К приходу сына он много успел: навел чистоту в квартире, подмел пол, смахнул отовсюду пыль, начистил картошки и вымыл мясо. Ровно в двенадцать поставил на плиту две кастрюли с водой — собирался приготовить настоящий обед из трех блюд: картофельный суп, жареное мясо с фасолью и кисель из вишневого варенья. Еще он собирался настряпать к чаю творожных колобков — их очень Алешка любил и мог съесть разом штук десять. Однако после третьей бутылки пива Федор Анатольевич утратил контроль над временем и застоялся у окна дольше обычного. Уже невидящими глазами смотрел он на дворик, сердце билось безмятежно, и в душе роились смутные ощущения, словно приближалось к нему оттуда, снизу, что-то мягкое, вкрадчивое. Он почти грезил, как лошадь в стойле. Он вдруг подумал, что, возможно, еще ничего не потеряно, еще вся жизнь впереди. Он подумал, что не болен, не лежит пластом в ожидании неминучего, а стоит у окна — молодой, крепкий — и пьет пиво. Это ведь прекрасно и по-своему значительно. Истинное одиночество прекрасно, потому что оно и есть — свобода. Он никому ничем не обязан, никто его не ждет, и мир открыт перед ним на все четыре стороны.

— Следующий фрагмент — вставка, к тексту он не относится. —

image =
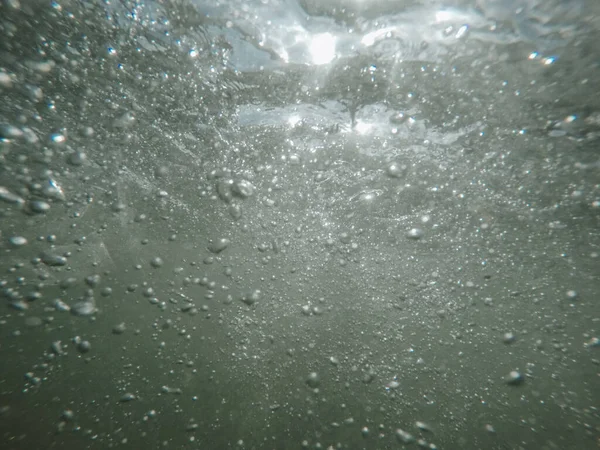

Звонок в дверь вывел его из приятного самосозерцания. «Неужели Алешка? — удивился он. — А у меня даже суп не поспел».
Действительно, это был Алеша, но в неузнаваемом виде. Штаны, отглаженные и вычищенные утром, по колено в грязи, октябрятский значок на курточке вырван вместе с куском ткани, носки перекручены и вроде бы не его, велики, ранец болтается на полуоборванном ремне, сияющее лицо в полосах чего-то черного, и всю картину довершала свежая ссадина от виска ко рту. Федор Анатольевич глянул на свои наручные часы, горестно отметил:
— Это все ты успел, Алексей, ровно за двадцать минут. Или у вас не было последнего урока?
— Урок был, — ответил сын. — Но подрались мы еще на перемене.
Он опустил ранец и стоял свесив руки, глядел на отца влюбленными, извиняющимися и чуть обиженными глазами.
— Ну давай быстро раздевайся, — сказал Федор Анатольевич. — И в ванну. Будем лечить твои раны.
— Раны успеется, — отозвался Алеша с небрежностью спартанца. — У меня, папочка, совсем плохая новость для тебя есть.
— Какая?
— Наверное, надо тебе идти в школу.
— Зачем?
— Катерина вызывает.
— Зачем вызывает? Благодарность мне объявить за такого сына?
Алеша криво улыбнулся, показав, что шутку оценил, но не считает ее своевременной.
— Дождешься от нее благодарности, как же. Она одних девчонок любит.
Дальнейший разговор происходил в ванной, где Федор Анатольевич отмыл сыну лицо и смазал ссадину зеленкой. Алеша молча, с безразличным видом перенес лечение.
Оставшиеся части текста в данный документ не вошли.